[OPEN-ILS-GENERAL] ***SPAM*** RE: Evergreen & Software Performance Analysis

Scott Myers sMyers at catalystitservices.com
Wed Sep 25 17:51:44 EDT 2013


Mike,

The multithreaded reingest project was shared during the hackathon at the last evergreen conference.

Here is a link to what we ended up running for moving KCLS from 2.1 to 2.2.

https://github.com/CatalystIT/multithread_2_2_update

The files to pay attention to are the data_update_driver.pl and the update_driver.pl both have pod files attached with quite a few comments on how they work. 

If I can clear up what that means basically we created driver files that divide large amounts of data into smaller chunks and run those on multiple connections for cpu bound updates. A good example is the 2.1->2.2  which had changes in how the data was stored in the metabib field entry tables.

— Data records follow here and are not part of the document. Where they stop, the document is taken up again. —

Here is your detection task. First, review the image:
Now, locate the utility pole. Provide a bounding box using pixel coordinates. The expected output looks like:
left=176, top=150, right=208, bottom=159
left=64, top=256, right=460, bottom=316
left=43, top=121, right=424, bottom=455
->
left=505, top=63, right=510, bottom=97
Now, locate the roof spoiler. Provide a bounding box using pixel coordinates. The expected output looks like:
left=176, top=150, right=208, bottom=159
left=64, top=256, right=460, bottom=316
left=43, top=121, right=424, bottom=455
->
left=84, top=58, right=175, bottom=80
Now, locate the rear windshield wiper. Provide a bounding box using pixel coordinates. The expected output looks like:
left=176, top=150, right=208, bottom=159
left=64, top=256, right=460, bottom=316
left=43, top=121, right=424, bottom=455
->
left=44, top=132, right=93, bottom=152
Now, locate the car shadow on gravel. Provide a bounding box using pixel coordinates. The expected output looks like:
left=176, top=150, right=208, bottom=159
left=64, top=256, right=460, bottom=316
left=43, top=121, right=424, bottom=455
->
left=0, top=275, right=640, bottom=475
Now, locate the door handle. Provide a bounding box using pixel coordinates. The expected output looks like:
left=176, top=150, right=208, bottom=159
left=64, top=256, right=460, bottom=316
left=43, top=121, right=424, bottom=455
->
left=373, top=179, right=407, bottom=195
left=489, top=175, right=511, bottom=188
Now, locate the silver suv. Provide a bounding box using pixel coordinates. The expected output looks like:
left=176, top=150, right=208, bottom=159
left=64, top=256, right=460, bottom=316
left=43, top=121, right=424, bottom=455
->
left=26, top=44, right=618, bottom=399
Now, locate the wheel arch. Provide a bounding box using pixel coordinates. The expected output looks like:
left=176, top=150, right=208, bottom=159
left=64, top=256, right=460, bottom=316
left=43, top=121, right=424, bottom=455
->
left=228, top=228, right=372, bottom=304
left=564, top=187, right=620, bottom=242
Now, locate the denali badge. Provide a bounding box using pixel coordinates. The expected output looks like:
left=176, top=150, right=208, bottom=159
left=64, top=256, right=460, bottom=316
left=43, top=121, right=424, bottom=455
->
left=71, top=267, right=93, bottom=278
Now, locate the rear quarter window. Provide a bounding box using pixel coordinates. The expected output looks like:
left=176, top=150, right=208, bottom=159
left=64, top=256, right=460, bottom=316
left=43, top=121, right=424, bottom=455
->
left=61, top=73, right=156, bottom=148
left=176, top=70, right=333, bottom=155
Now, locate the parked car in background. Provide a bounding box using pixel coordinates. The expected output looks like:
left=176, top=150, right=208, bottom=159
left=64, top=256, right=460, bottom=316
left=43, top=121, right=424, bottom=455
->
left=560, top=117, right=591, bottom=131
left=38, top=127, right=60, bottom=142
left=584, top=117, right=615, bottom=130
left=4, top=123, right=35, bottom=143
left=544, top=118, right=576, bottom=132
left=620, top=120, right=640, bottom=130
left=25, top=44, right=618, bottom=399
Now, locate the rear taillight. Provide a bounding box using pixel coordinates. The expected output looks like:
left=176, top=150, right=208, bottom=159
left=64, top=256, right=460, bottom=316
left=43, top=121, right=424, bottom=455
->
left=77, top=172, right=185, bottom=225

This was a very CPU bound update and ended up being run with 32 simultaneous connections to reduce the amount of estimated time from 5 days to complete in 4 hours. 

Let me know if you have questions on how this can be setup or run. 

Thanks

Scott Myers

-----Original Message-----
From: open-ils-general-bounces at list.georgialibraries.org [mailto:open-ils-general-bounces at list.georgialibraries.org] On Behalf Of Mike Rylander
Sent: Wednesday, September 25, 2013 1:41 PM
To: Evergreen Discussion Group
Subject: Re: [OPEN-ILS-GENERAL] Evergreen & Software Performance Analysis

Scott,

I echo Rogan's down-thread thanks for following up here.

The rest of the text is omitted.